James Harrison is one of the most feared outside linebackers in the NFL. He plays in the Pittsburgh Steelers 3-4 Defense, so his task is often to rush the quarterback. He has a monumental career of accomplishments that follow his work. The man has been through a success track that is like the myths you hear except it is true. His dad was a truck driver. He wanted to play football and went to tiny Kent State. He shows up to the Steelers as a free agent and was cut twice. He finally gets his chance as a backup and has a monumental breakout game against Buffalo.
If you remember the Pittsburgh-Arizona Super Bowl, you will remember his 99-yard return for a touchdown interception of Kurt Warner. Well, last week he made news when his sons came home with “participation trophies” for a sport they played. He flipped out. In his world you don’t get a trophy for showing up. You don’t get a trophy for trying hard.
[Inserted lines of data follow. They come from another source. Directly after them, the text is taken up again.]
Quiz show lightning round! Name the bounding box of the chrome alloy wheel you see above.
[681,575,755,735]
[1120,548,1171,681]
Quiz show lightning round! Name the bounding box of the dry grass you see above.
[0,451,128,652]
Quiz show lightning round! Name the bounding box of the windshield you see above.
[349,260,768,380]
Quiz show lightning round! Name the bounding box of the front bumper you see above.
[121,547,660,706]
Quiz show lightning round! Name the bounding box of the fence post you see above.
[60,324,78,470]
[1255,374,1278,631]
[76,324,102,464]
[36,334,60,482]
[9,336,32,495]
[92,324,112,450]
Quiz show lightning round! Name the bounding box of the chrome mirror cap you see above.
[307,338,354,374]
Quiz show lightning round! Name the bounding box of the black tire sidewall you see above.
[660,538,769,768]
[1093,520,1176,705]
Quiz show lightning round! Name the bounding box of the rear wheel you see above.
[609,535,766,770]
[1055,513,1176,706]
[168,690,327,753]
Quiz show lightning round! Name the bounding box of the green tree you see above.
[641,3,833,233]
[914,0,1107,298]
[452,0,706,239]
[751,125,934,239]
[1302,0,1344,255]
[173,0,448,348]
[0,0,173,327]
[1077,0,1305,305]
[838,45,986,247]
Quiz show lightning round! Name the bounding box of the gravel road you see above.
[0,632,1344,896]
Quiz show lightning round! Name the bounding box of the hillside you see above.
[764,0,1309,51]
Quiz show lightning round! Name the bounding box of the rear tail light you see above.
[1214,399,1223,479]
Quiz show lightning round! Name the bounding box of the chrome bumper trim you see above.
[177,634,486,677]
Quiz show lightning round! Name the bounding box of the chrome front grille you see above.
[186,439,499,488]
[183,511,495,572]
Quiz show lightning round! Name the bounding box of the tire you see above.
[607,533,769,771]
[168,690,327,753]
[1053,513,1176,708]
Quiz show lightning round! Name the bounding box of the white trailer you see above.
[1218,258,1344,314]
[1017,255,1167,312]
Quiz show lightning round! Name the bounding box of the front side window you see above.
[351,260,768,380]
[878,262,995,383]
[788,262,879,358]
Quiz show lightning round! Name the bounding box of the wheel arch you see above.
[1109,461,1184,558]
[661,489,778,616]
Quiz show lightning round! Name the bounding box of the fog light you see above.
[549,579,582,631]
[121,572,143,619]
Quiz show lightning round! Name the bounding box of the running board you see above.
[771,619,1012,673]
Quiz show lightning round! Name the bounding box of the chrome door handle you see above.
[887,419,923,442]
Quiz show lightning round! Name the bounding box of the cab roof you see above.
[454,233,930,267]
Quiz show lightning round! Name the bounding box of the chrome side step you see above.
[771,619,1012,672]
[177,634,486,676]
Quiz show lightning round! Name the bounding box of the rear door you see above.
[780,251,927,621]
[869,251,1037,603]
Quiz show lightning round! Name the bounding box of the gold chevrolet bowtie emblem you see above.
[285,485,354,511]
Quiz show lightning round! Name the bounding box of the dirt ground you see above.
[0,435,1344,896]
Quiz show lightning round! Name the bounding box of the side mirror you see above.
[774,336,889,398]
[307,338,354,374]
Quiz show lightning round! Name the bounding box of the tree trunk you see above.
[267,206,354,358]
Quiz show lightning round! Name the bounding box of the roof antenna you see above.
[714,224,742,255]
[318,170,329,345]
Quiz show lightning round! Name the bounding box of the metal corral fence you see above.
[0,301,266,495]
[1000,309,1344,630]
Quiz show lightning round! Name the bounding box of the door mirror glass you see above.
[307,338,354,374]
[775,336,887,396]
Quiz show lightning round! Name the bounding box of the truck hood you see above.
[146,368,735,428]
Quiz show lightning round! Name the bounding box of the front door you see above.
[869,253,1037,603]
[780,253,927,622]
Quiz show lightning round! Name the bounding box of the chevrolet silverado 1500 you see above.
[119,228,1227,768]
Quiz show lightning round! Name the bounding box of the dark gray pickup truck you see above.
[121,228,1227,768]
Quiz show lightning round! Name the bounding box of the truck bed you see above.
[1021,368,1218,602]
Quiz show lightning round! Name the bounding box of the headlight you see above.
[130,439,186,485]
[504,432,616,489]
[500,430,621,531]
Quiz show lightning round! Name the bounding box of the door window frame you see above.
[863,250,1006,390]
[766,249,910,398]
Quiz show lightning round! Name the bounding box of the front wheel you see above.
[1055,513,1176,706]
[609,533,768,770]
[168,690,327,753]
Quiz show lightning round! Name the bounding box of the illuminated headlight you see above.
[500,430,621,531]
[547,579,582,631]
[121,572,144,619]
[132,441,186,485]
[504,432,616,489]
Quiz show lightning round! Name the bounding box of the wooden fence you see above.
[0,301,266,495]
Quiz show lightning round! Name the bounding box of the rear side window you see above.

In his world, you only get a trophy when you succeed. When you succeed at the very top, it is rare and you become a champion. They only give out one Lombardi Trophy to the NFL champion each year, not one to each team that participated. So he posted a picture of the trophies on Instagram and wrote, “I come home to find out that my boys received two trophies for nothing, participation trophies. While I’m very proud of my boys for everything they do and I’ll encourage them to the day I die, these trophies will be given back until they earn a real trophy. I’m not sorry for believing that everything in life should be earned, and I’m not about to raise two boys to be men by making them believe they’re entitle to something just because they tried their best, because sometimes your best isn’t enough, and that should drive you to want to do even better, not cry and whine until somebody gives you something to shut you up and keep you happy.”
There is only one Lombardi Trophy, one World Series Ring, and one Stanley Cup given out each year. None of these professional sports give a trophy for just showing up. So the next question is are you giving participation trophies to your people or are you really celebrating true accomplishments with your team?
In the high-performing financial institutions that I have worked in, all have had different ways to measure the performance of their commercial people, their branches, and their divisions. Goals are set and then various measures of production, productivity, credit quality, income maximization, and expense control are looked at and measured.
The goals and results are shared throughout the organization from the leadership down to what is applicable on the front line. This gives an opportunity for each employee to take ownership for their work and to realize that what how their actions can impact the overall organization. Employees begin to have more of a purpose and pride in their job as they understand that their work matters to the overall outcome. There is something innate inside each of us to achieve great things. Giving folks on your team great things they can achieve will cause them to improve their daily performance.
So do you reward everyone on your team the same? Of course there are rewards for the group performance, but there also should be rewards for your top performers. Earlier this year, Gravity Payments decided to raise the minimum wage for everyone in the company to $70,000/year. What ensued is several of the top performers in the company left, thinking it was unfair to more than double the salary of some of the weakest company performers while the top performers received no increase at all. If you want your institution to perform at a high level, top performers should be recognized and rewarded.
Maybe you don’t even think that sharing goals and performance standards to people in your organization such as your lenders, branch managers, or front line staff is important. I spoke to someone at a bank in my home state that followed this course of action. My friend wondered why they were so mediocre and how to make his shop better. I said to begin with, you need to share the goals and performance among the entire bank tem. If the people you hire are valuable enough to bring on your team, they are valuable enough to share the goals. Otherwise you run the risk of not aligning your team to meet your common goal. How can they meet it if they do not know what it even is in the first place?
So to conclude, set goals for your CU and the different branches, divisions, and employees. Share those goals with team members to get buy-in. Track the performance to goal. Reward those who achieve great things, and not just give a trophy for showing up. These are steps in reaching beyond the present level you are at now.